Dance Music Awards, King’s miglior locale d’Italia e Aperyshow miglior Festival

Il gran galà al Cocoricò di Riccione premia con “l’oscar del clubbing” la discoteca King’s (Jesolo) e il festival Aperyshow (Arsego, Padova). Il direttore artistico Riccardo Checchin: “Premiato il lavoro di anni, il Veneto è ai vertici della movida nazionale”

Notte di gloria per i re della movida veneta ai Dance Music Awards, gli oscar del settore clubbing per l’Italia. Il “Gran Galà” per la consegna degli “oscar” si è tenuto presso l’iconico locale “Cocoricò” di Riccione: qui si è celebrata la cerimonia di premiazione dell’ambito concorso nazionale dedicato alla musica e al mondo della nightlife. Per il secondo anno consecutivo ha ottenuto il premio di miglior summer club il King’s di Jesolo. Con questa vittoria il litorale di Jesolo torna ai vertici nazionali della movida, Jesolo è sempre più centrale e protagonista sulla mappa del clubbing nazionale, è diventata la regina della notte. Situato al Lido, il King’s Club è una delle discoteche più rinomate della costa adriatica. Con circa 60 serate e oltre 100.000 presenze a stagione, il club ospita artisti nazionali e internazionali del calibro di Bob Sinclair, Meduza, Ilario Alicante, Deborah De Luca, Loco Dice, Clonee , Gabry Ponte, Capoplaza, Central Cee,Gue, Sferaebbasta, Lazza e James Hype. 

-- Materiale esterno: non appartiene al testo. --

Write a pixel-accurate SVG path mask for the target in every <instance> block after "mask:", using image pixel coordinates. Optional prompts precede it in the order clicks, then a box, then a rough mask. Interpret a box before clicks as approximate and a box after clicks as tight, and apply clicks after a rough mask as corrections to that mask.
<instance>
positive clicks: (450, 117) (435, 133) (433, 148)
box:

Ma ha vinto come miglior festival anche l’Aperyshow, l’evento di beneficenza che quest’anno per la seconda volta si è tenuto ad Arsego, nel Padovano, dal 25 al 30 aprile, registrando il record storico di presenze di sempre: 147 mila persone. È la seconda volta che ottiene il riconoscimento, la prima nel 2018. L’Aperyshow Charity Event è stato istituito nel 2010 da Riccardo e Luigi Checchin, Thomas e Alex Visentin con l’obiettivo di raccogliere fondi da devolvere in beneficenza, soprattutto in aree sensibili come la ricerca sul cancro, la disabilità e l’inclusione sociale. Nella sede di Piazzola sul Brenta, nel 2017 ha registrato ben 100 mila spettatori. Sono seguiti tre anni di stop forzato a causa della pandemia, ma, nonostante ciò, nel 2020 Aperyshow ha promosso una raccolta fondi online riuscendo a devolvere 36.000 euro all’ULSS 2 di Treviso prima di trasferirsi ad Arsego, frazione di San Giorgio delle Pertiche, nel Padovano. 

Dietro a questi due oscar c’è appunto Riccardo Checchin, direttore artistico e imprenditore padovano, socio e co-fondatore nel 2006 con Thomas Visentin di Lobby Agency, società attiva nella gestione sia del King’s Club che dello Storya (che era tra i dieci finalisti della sezione dedicata ai club invernali), ma anche di altri locali di pubblico spettacolo e ristorazione, nonché mente dietro l’organizzazione di Aperyshow. Nato nel 1988, padovano, ad oggi sviluppa la propria attività principalmente nelle regioni Veneto e Lombardia, ma vanta collaborazioni attive in tutta la penisola italiana. 

“Un doppio riconoscimento che ci rende davvero felici e che premia anni di durissimo lavoro”, commenta Checchin a margine della premiazione. “Il mio grazie va a tutte le persone che ci hanno accompagnato in questo fantastico viaggio che sicuramente non si ferma qui. Aperyshow è un modo unico per fare solidarietà, dopo il record di presenze di quest’anno ci accingiamo a breve a consegnare le cifre raccolte in un evento pubblico, a San Giorgio delle Pertiche. Per il King’s invece è un modo per salutare con gioia l’inizio di una nuova stagione che porterà migliaia di persone a ballare a Jesolo nella stagione estiva  al ritmo dei migliori dj ed artisti del panorama mondiale”.